In our present study, we clarified that both men and women with SLE have a lower 2D4D ratio than NHC of the same sex. Therefore, all patients with SLE are expected to have been exposed to high testosterone and low estrogen levels at birth. However, Folomeev, et al reported elevation of serum estrogen levels in patients with SLE13. Kanda, et al also reported that E2 increased the production of IgG, including anti-dsDNA antibodies in the PBMC of patients with SLE14. Moreover, on the contrary, testosterone has been reported to suppress anti-dsDNA antibody production16. Roubinian, et al also reported that estrogen levels increased IgG anti-dsDNA antibody production and testosterone reduced the serum anti-DNA antibody level in SLE-prone (New Zealand black × New Zealand white) F1 mice17. These reports have indicated the protective effects of testosterone and the deleterious effects of estrogen in SLE. However, our data indicated that exposure to high levels of testosterone and low levels of estrogen in the prenatal period was associated with SLE pathogenesis. This contradiction was reported in myocardial infarction (MI). Men have greater rates of MI than women, and it was expected that the patients with MI have low 2D4D ratio. However, men with low 2D4D ratio were protected against early MI8. This contradiction may be explained by the hypothesis that the amount of change in the exposure to estrogen plays an important role in the etiology of SLE onset. Aromatase is a cytochrome P-450 enzyme that catalyzes the conversion of sex hormones from androgens to estrogens. Folomeev, et al reported an increase in aromatase activity in patients with SLE compared with that in control subjects, and the aromatase activity in patients with SLE was significantly and directly correlated with estrogen levels13. Greenstein, et al reported the efficacy of the aromatase inhibitor in female MRL/MP-lpr/lpr mice with lupus nephritis18. The hypothesis suggested by our results is that patients with SLE have high levels of testosterone and low levels of estrogen in the early prenatal period. As a result, an increase in aromatase activity leads to high estrogen levels, which triggers later SLE disease onset.
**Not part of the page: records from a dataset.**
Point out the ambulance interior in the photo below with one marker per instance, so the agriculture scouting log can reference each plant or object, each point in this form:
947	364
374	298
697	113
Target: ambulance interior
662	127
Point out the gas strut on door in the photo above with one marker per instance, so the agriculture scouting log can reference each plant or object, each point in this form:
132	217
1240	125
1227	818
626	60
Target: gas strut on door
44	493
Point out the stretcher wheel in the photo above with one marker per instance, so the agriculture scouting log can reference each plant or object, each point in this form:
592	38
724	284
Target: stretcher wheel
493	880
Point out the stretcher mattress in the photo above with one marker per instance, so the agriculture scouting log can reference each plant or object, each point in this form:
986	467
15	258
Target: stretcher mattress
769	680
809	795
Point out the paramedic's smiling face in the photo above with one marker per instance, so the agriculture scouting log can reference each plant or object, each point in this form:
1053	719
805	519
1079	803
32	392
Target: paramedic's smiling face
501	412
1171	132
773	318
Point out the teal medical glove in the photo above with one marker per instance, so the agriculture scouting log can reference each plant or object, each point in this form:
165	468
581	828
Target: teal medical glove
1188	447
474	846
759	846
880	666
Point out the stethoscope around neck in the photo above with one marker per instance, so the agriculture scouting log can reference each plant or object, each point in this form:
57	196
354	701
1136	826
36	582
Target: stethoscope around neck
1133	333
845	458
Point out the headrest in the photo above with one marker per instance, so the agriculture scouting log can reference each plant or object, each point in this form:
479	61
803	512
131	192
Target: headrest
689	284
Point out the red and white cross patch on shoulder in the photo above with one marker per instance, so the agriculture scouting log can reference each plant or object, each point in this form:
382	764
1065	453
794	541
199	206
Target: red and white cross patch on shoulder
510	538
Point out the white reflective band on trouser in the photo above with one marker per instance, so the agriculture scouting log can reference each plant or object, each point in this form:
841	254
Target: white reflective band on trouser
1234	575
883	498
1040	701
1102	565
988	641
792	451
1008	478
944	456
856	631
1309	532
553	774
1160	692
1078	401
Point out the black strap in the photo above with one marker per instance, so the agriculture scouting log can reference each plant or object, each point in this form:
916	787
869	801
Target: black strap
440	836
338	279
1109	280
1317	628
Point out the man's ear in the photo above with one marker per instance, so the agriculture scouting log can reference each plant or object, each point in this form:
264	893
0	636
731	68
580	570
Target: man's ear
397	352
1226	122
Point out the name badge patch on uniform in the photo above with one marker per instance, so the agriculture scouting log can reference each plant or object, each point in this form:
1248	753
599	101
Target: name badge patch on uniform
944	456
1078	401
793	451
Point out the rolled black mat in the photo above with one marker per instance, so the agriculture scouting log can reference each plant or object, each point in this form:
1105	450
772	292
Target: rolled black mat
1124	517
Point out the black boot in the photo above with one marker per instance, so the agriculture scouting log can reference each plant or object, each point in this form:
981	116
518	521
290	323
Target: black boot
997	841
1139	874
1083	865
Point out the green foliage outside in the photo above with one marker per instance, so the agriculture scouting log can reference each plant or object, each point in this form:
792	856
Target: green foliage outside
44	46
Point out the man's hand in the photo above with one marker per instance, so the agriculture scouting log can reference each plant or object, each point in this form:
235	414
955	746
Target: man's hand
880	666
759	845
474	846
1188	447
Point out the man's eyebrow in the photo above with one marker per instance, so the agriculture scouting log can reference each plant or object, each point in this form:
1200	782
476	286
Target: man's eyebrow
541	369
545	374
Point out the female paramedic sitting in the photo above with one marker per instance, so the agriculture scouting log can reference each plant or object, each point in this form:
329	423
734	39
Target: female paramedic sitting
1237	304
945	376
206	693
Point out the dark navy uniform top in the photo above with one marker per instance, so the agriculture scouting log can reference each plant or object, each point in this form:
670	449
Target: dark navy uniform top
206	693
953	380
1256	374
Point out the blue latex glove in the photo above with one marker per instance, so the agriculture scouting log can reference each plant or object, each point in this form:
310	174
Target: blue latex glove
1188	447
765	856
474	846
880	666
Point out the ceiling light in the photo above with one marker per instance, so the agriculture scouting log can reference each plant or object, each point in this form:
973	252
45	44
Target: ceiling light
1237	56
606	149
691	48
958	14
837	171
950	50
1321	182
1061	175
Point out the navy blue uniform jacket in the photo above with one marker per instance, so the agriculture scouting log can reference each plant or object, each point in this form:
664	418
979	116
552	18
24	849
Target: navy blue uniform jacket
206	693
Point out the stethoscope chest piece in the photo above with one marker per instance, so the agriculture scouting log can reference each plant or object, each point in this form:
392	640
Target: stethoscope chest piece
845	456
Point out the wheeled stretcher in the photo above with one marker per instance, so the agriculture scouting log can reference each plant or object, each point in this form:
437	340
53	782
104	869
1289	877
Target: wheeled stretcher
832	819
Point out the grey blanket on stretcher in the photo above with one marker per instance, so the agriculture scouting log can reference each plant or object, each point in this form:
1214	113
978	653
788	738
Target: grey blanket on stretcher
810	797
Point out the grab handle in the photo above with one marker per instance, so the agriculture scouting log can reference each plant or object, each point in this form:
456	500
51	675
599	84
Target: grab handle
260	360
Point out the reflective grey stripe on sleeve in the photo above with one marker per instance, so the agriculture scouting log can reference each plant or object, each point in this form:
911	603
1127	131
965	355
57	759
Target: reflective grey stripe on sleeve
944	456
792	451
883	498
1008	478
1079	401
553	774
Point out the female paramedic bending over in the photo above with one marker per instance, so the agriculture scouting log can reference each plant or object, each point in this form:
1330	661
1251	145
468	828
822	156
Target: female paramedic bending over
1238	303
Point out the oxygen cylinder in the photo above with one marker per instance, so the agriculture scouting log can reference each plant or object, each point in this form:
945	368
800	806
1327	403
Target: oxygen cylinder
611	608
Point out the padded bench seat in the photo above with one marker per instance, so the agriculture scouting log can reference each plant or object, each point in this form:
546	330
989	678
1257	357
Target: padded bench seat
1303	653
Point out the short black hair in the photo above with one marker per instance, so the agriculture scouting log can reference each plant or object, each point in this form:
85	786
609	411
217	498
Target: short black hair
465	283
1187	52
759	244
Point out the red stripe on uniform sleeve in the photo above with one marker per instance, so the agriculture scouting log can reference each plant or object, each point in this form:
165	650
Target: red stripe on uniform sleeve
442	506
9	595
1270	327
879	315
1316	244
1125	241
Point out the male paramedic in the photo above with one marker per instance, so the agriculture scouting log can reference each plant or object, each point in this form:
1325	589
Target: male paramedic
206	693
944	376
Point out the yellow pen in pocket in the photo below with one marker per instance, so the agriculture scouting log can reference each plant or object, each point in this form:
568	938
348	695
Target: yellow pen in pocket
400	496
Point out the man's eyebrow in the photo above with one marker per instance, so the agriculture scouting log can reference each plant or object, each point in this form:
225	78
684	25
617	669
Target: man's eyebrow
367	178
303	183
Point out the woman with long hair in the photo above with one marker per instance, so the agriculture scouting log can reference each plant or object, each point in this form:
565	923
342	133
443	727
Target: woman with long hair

Our study had some limitations. First, the 4 groups were not age-matched. However, this may be irrelevant because the 2D4D ratio stabilizes over time3. Second, the sample size was small. Further comparative studies with larger patient groups are needed to confirm our findings. Third, the 2D4D ratio on the left hand was not significantly different between the SLE-M and NHC-M groups. However, this may be irrelevant because several studies evaluated 1 hand only6,9,11,19. Moreover, Zheng and Cohn reported that the 2D4D ratio on the right hand is more sensitive to prenatal sex hormones than that on the left hand4.
We demonstrated that patients with SLE have a lower 2D4D ratio than NHC of the same sex. This is the first report, to our knowledge, concerning the association between the 2D4D ratio and the etiology of SLE. The amount of change in sex hormone levels during the fetal period may be important in the pathogenesis of SLE.
- Accepted for publication January 9, 2015.